Saint-Omer, Mai 2019
Une hirondelle en suspension bat des ailes, s'arrête au dessus de la fenêtre, plonge vers la pelouse et disparaît.
Maintenant, plus rien, que le plein du vide, et le frisson du vent qui joue sur les jeunes feuilles printanières.
Le frou frou suspendu des plumes a disparu, une disqueuse au loin s'enrage nerveusement alors que le son régulier d'un marteau donne la mesure. Le soleil de l’après-midi est radieux. Je sors, ouvre la grille à deux battants de la Motte par un simple clic, et me voici dans la rue, devant le portail sud de la cathédrale. Je traverse l’intérieur de ce vaisseau de pierres et me retrouve face à la maison de Jean-Luc Montois, mon hôte qui m’accueille à l’étage. Sur le palier, une vierge polychrome sculptée dans un seul tronc est posée face à la fenêtre. Cette œuvre respire d'une grâce peu commune, impose une présence particulière dans ce lieu de passage ; elle habite l'espace différemment selon la position de notre regard.
Elle me fait face, me dévisage, me met à nu. Cette Vierge, provenant probablement d’Espagne, s’est retrouvée dans un garage à Carpentras. Une âme généreuse l'en a sauvée. Désormais, entre de bonnes mains, accueillie avec empathie, elle poursuit son histoire, extraite de l'ensemble hétéroclite dans lequel elle se trouvait. Pietà recevant son fils mort entre ses bras, elle se révèle bienveillante, emplie d'amour et imprégnée de mystère.
La luminosité de cette terre du Nord glisse par éclats dans son drapé, épouse la matière légèrement aurique estompée par le travail du temps et lui accorde une certaine sérénité. En réalité, elle nous scrute, nous dépouille. L’artiste par touches successives a dissimulé la douleur dans le corps de cette statue, douleur qui sourd par vagues, démontre l’amour qui s’apprivoise, nous pénètre en un face à face. Impossible de se rétracter, de s’éclipser, il s’impose à nous ; ces deux forces qui la façonnent, la douleur et l’amour cohabitent en elle et nous renvoient nous-mêmes à ces dimensions inhérentes à la vie humaine.
Comme me l’exprime mon hôte : « je lui parle, la caresse, la porte dans mes bras et elle est ma bonne compagne. » Voilà comment il faudrait faire : se saisir de la vie comme Jean-Luc Montois le fait avec sa Pietà, ou prendre exemple sur l'hirondelle qui emplit tout l'espace.
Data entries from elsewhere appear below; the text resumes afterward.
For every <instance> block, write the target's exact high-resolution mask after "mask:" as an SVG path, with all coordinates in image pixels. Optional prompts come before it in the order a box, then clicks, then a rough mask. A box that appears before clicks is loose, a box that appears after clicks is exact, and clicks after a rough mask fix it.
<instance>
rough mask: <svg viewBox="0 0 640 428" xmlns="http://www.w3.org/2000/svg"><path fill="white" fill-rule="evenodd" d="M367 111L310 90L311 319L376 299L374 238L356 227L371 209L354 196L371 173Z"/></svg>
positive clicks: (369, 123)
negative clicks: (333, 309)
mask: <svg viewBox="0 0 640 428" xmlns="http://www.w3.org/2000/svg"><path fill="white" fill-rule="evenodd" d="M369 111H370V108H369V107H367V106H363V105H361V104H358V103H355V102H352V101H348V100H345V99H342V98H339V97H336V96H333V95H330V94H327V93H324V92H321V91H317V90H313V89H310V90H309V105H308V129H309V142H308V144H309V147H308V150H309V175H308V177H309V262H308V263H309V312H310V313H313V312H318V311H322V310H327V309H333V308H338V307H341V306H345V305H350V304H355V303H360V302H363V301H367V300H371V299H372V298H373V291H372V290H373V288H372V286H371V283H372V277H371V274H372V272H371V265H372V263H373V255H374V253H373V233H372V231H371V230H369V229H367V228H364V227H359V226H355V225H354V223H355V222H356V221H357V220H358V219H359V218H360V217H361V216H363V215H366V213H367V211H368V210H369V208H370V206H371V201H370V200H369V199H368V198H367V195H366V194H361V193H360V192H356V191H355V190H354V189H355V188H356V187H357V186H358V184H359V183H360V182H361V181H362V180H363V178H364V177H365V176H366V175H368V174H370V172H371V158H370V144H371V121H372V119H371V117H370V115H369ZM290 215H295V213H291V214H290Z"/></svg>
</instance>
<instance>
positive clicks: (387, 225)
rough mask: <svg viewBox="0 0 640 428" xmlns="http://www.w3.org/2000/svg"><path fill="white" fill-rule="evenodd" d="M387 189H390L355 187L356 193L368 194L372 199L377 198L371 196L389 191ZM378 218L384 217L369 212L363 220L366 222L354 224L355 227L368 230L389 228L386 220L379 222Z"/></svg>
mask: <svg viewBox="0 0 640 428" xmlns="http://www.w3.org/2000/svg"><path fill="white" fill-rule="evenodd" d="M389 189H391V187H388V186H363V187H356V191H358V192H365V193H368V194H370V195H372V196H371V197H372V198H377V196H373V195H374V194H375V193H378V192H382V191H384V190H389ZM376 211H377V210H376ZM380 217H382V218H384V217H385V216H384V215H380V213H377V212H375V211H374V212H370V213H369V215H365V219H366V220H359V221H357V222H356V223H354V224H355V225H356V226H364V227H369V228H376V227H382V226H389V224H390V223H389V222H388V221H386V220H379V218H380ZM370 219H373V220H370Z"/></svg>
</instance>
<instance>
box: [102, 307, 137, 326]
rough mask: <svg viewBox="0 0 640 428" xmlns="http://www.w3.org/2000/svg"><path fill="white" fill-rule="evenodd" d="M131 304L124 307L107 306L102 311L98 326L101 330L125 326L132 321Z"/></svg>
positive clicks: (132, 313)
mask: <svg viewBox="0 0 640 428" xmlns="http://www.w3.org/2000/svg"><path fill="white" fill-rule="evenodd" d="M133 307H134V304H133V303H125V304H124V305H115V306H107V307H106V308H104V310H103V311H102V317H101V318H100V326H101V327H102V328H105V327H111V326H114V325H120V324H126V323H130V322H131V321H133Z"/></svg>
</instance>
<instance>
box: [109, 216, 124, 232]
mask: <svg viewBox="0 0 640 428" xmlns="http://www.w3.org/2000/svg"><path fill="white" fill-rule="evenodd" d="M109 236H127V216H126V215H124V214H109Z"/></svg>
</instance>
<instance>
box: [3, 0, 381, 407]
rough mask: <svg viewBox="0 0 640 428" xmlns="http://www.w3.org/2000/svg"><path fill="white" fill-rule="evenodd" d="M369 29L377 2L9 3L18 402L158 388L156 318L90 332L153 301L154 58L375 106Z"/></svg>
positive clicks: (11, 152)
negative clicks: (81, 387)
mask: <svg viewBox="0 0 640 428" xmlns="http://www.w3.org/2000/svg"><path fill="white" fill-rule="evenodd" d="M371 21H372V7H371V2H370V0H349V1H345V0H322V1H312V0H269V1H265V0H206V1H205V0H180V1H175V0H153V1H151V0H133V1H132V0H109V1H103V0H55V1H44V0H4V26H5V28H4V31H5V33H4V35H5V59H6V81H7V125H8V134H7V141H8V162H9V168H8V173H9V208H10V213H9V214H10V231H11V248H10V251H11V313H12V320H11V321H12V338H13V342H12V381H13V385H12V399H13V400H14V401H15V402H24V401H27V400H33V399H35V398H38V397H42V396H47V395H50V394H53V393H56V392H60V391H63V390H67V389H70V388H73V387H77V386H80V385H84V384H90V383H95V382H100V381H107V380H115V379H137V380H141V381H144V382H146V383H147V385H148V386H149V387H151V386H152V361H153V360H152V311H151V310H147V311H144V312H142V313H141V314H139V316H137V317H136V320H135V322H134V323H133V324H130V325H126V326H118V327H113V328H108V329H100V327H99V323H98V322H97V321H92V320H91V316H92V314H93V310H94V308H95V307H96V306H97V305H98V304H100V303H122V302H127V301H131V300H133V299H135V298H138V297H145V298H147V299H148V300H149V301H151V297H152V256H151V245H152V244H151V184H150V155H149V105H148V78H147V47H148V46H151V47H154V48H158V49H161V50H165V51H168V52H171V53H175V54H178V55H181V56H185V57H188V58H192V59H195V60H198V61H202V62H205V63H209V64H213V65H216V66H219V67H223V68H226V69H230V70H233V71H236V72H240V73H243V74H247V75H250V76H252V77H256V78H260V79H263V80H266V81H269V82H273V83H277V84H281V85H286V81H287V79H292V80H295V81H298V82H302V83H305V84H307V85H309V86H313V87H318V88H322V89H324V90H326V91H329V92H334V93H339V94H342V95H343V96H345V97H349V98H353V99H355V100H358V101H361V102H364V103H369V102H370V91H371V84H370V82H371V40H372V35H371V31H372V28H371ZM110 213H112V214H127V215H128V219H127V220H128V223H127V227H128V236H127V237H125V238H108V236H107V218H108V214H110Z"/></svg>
La pietà qui trône avec majesté, sur un palier à côté d’un scribe, laisse apparaître en son envers, un trou béant. La matière enlevée par le sculpteur, les coups répétés du ciseau à bois ont amplifié l’impact du travail réalisé. Sombre et noir, le contour de la Vierge est dessiné par le froissement de la lumière. A la place du visage, un abîme profond et saisissant se précise, et, chose étonnante, le vide devient un plein. Cette beauté sublime de la profondeur, mise à nue dans cet espace caché, présente au spectateur un paradoxe qu'il se doit de déchiffrer afin de l’intégrer.
C'est une Joconde sans visage, une œuvre unique en deux temps, deux espaces que l'artiste offre à celui qui osera s’en pénétrer. C'est un peu comme un négatif photographique, sauf qu'ici, il n'y a pas de transparence. En photographie, grâce aux nuances de gris, nous obtenons une image ; en sculpture, c'est en évidant que la forme se précise. La lumière et l'ombre vont apporter à cette œuvre sa vie propre dans un espace tridimensionnel. La partie inversée, fruit d’un lent labeur, est aussi importante que sa face, elle nous appelle, nous interpelle.
Un air d'opéra se fait entendre dans cette vaste maison, c’est celui de Papagéno qui dit : « et un et deux et … » ; l’une des nombreuses horloges se met en mouvement, sa sonorité nous replonge dans le rythme de la vie quotidienne...
La belle pérenne bleue s'étire et, ses ailes déployées, plane au-dessus de la terre : silence. C'est le moment du chant du vol de l’hirondelle.